The stimuli used in the AB tasks were the same pictures of neutral and angry faces as the ones used by Dodd et al. (Citation2017). These faces were selected from the FACES database (Ebner, Riediger, & Lindenberger, Citation2010). A validation study demonstrated that people can, on average, accurately infer both the age and emotional expression of the faces in this database (Ebner et al.). The same 96 pictures (angry and neutral facial expression from 24 male and 24 female actors with each gender subset consisting of 8 young, 8 middle-aged, and 8 old actors) were used in all tasks. For the practice blocks in the VPT, the IFVST, and the EFT, we selected an additional 20 neutral faces of mixed gender and age from the FACES database. For the practice blocks in the RFVST we selected 4 angry and 4 happy facial expressions from the Karolinska Directed Emotional Faces database (KDEF: Lundqvist, Flykt, & Öhman, Citation1998). Pictures were presented in greyscale and hair and ears were cropped using an oval template.

Visual probe task

Each trial started with a 500 ms presentation of a white fixation cross flanked by two 3.9 × 5.4 cm (visual angle = 3.72° × 5.15°)Footnote1 white rectangles against a black background. The distance between the fixation cross and the centre of the white rectangles was 5.3 cm (5.06°). Next, the white rectangles were replaced by one angry and one neutral face picture of the same actor that remained on the screen for 500 ms until they were masked by the white rectangles. After 20 ms, the target appeared in the centre of one of the two white rectangles. The target was a 0.4 × 0.4 cm (0.29° × 0.29°) black dot, and participants were required to respond as fast and as accurately as possible to the target location by pressing the A- or the L-key on a standard QWERTY keyboard. The screen was erased upon responding and the next trial started 500 ms later.

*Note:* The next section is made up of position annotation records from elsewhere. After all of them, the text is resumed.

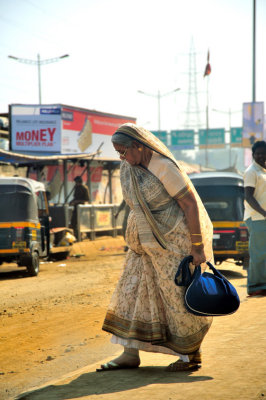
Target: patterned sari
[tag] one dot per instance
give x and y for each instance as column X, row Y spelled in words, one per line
column 147, row 309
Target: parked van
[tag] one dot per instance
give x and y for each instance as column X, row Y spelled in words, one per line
column 223, row 196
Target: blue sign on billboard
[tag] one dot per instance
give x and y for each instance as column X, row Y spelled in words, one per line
column 253, row 123
column 212, row 138
column 182, row 139
column 162, row 135
column 236, row 137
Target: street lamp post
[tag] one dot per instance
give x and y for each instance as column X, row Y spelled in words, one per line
column 159, row 96
column 39, row 63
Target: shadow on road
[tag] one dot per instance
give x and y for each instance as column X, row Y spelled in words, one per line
column 13, row 274
column 95, row 383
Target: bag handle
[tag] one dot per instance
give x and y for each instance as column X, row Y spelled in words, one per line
column 183, row 276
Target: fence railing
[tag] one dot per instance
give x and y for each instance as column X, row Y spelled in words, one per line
column 91, row 219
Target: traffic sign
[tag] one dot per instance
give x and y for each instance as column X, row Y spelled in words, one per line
column 182, row 139
column 236, row 137
column 211, row 138
column 162, row 135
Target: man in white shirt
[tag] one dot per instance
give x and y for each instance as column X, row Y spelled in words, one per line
column 255, row 218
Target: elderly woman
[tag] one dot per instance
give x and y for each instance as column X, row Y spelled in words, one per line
column 167, row 222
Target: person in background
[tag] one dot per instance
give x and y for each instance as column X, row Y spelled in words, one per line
column 167, row 222
column 80, row 196
column 255, row 218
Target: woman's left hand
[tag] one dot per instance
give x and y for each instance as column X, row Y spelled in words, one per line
column 198, row 255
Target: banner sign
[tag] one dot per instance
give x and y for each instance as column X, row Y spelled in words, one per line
column 162, row 135
column 63, row 129
column 236, row 137
column 211, row 138
column 36, row 128
column 253, row 123
column 182, row 139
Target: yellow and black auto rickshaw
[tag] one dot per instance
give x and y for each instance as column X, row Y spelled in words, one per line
column 24, row 222
column 223, row 196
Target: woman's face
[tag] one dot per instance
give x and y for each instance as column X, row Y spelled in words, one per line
column 260, row 156
column 133, row 154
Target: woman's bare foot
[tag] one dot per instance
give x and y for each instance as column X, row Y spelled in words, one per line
column 125, row 360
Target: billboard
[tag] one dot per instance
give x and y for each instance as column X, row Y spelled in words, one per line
column 36, row 128
column 63, row 129
column 182, row 139
column 253, row 123
column 211, row 138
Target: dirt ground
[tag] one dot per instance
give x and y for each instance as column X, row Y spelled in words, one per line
column 51, row 337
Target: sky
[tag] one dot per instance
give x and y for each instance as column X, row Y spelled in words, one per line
column 119, row 47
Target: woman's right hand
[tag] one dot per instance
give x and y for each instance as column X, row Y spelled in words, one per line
column 198, row 255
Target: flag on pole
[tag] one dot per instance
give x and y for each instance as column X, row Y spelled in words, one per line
column 208, row 66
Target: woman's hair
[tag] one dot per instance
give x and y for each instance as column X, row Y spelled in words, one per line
column 121, row 138
column 258, row 144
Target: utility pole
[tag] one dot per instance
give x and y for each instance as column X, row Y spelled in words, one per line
column 39, row 63
column 254, row 54
column 159, row 96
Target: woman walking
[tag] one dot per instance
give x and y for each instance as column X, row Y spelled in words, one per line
column 167, row 222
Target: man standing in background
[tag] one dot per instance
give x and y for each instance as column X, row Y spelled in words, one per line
column 255, row 218
column 80, row 196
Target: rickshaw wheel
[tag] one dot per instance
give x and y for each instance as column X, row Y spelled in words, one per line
column 33, row 264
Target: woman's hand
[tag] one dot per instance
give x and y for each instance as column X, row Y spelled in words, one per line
column 198, row 255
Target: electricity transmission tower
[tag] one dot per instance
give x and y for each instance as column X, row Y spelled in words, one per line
column 193, row 120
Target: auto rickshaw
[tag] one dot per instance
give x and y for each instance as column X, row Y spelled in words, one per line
column 223, row 196
column 24, row 222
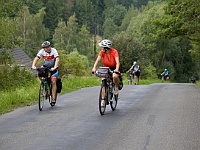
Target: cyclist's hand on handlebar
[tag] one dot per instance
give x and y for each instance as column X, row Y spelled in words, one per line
column 33, row 68
column 116, row 71
column 52, row 69
column 93, row 70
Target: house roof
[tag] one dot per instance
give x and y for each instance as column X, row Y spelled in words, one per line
column 20, row 57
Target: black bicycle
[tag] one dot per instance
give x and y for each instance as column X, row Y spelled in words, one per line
column 106, row 95
column 44, row 74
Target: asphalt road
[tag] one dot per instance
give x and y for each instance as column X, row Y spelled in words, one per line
column 148, row 117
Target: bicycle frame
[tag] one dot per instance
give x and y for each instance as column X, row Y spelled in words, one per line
column 106, row 92
column 44, row 93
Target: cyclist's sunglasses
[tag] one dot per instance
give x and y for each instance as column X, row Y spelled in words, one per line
column 106, row 48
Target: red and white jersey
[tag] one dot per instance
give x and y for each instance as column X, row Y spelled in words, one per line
column 49, row 58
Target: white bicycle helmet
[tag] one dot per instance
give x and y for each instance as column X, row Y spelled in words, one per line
column 46, row 44
column 105, row 43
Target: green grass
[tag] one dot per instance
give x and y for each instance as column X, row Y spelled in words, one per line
column 198, row 84
column 26, row 96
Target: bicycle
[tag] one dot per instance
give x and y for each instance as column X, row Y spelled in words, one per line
column 106, row 95
column 130, row 81
column 45, row 91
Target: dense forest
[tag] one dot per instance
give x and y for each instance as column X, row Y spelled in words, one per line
column 158, row 34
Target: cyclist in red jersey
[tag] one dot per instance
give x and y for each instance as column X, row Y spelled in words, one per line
column 110, row 58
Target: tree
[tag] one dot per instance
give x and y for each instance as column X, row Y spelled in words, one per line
column 31, row 30
column 116, row 13
column 109, row 28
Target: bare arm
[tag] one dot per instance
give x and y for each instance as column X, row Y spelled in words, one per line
column 56, row 63
column 35, row 62
column 96, row 63
column 117, row 64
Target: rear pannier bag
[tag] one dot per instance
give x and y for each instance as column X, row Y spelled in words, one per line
column 102, row 72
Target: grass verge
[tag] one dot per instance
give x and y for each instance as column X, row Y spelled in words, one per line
column 26, row 96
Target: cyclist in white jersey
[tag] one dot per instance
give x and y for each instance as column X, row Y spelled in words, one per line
column 51, row 60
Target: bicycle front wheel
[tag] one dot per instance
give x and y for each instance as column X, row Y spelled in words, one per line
column 102, row 100
column 113, row 102
column 41, row 97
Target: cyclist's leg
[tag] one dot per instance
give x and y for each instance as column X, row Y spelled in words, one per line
column 103, row 92
column 116, row 82
column 54, row 86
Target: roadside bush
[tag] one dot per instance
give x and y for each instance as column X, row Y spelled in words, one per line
column 73, row 64
column 12, row 77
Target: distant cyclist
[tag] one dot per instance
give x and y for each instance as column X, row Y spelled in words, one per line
column 110, row 58
column 51, row 60
column 165, row 75
column 136, row 72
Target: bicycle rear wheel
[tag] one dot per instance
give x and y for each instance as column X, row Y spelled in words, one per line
column 113, row 102
column 102, row 100
column 41, row 96
column 50, row 97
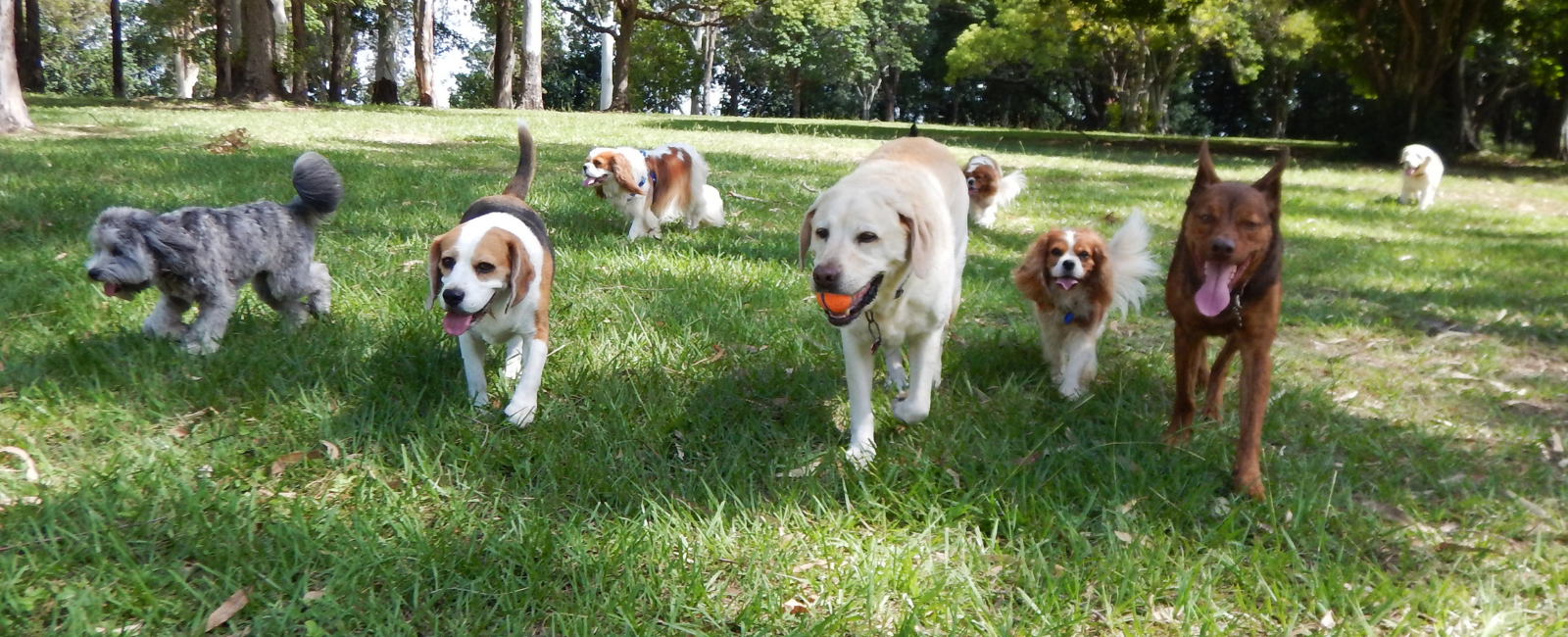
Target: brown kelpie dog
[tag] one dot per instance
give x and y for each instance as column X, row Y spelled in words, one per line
column 1225, row 281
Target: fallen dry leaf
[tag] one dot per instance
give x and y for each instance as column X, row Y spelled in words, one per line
column 227, row 609
column 808, row 565
column 28, row 467
column 800, row 606
column 804, row 469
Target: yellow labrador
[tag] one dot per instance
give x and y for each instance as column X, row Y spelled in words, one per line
column 890, row 245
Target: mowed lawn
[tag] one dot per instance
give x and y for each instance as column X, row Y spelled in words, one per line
column 686, row 472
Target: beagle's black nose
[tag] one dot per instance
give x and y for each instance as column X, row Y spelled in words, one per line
column 827, row 276
column 1222, row 247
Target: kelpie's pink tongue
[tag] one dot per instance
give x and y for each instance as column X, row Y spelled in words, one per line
column 457, row 323
column 1215, row 292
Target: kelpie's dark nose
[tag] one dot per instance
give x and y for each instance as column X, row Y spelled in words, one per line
column 1222, row 248
column 827, row 276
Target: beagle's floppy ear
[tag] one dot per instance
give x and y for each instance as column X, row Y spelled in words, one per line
column 521, row 270
column 435, row 271
column 917, row 251
column 623, row 172
column 1270, row 182
column 805, row 235
column 1206, row 174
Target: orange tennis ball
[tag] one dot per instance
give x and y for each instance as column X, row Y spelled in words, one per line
column 836, row 303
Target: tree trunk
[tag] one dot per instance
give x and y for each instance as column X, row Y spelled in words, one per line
column 31, row 63
column 383, row 90
column 223, row 83
column 261, row 77
column 794, row 91
column 506, row 62
column 118, row 54
column 334, row 70
column 1551, row 124
column 891, row 107
column 13, row 110
column 302, row 80
column 532, row 55
column 608, row 63
column 423, row 52
column 623, row 55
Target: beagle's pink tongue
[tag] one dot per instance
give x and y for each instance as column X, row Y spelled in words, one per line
column 1215, row 292
column 457, row 323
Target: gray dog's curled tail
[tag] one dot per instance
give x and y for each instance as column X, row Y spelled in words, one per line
column 318, row 185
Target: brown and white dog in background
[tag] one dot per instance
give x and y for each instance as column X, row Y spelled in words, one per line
column 493, row 276
column 655, row 187
column 1225, row 281
column 990, row 190
column 1076, row 279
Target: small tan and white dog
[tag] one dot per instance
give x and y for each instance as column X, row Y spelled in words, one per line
column 655, row 187
column 890, row 243
column 1423, row 172
column 990, row 190
column 493, row 276
column 1076, row 279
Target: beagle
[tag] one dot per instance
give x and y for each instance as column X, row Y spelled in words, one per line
column 493, row 276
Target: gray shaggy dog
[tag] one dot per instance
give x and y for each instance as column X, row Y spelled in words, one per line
column 203, row 256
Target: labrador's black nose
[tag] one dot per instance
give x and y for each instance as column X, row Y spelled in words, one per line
column 827, row 276
column 1222, row 247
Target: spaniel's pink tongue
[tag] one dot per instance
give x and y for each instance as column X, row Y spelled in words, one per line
column 457, row 323
column 1215, row 292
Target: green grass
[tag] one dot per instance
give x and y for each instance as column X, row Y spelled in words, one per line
column 655, row 491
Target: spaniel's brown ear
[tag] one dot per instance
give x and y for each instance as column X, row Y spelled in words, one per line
column 623, row 174
column 805, row 235
column 435, row 271
column 1270, row 182
column 1206, row 174
column 919, row 247
column 521, row 270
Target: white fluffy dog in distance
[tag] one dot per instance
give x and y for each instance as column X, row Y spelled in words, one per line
column 1423, row 174
column 891, row 240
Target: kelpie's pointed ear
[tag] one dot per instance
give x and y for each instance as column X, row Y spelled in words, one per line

Participants completed two identical test blocks, each consisting 48 congruent (target on the angry face location) and 48 incongruent (target on the neutral face location) trials. The location of the angry versus the neutral face was randomised across trials, as were the target location and the identities of the actors. All face pairs were presented equally often, and angry faces, neutral faces, and targets appeared equally often on the left and the right location. Prior to the test phase, participants completed a practice block consisting of 8 trials with only neutral faces and error feedback.

Relevant feature visual search task

Each trial started with the presentation of a black fixation cross on a white background. After 500 ms, 8 unique face pictures (3.9 × 5.4 cm; 3.72° × 5.15°) of varying ages and genders appeared on the screen in a 3 × 3 rectangular grid (15.5 × 22 cm; 14.72° × 20.78°) with the middle position always empty. All faces were presented equally often, and target faces appeared equally often in any of the eight possible locations. The task consisted of two test blocks that were presented in a counterbalanced order across participants. On each trial of the “find angry” block, consisting of 48 trials, the grid included 7 neutral faces and a single angry face, and participants were asked to click as fast and as accurately as possible on the angry face. The “find neutral” block also consisted of 48 trials. On each trial, the grid included 7 angry faces and a single neutral face, and participants were required to click as fast and as accurately as possible on the neutral face. As soon as a response was registered, the screen was erased and the next trial started 500 ms later. Each test block was preceded by an appropriate practice block consisting of 8 trials with error feedback.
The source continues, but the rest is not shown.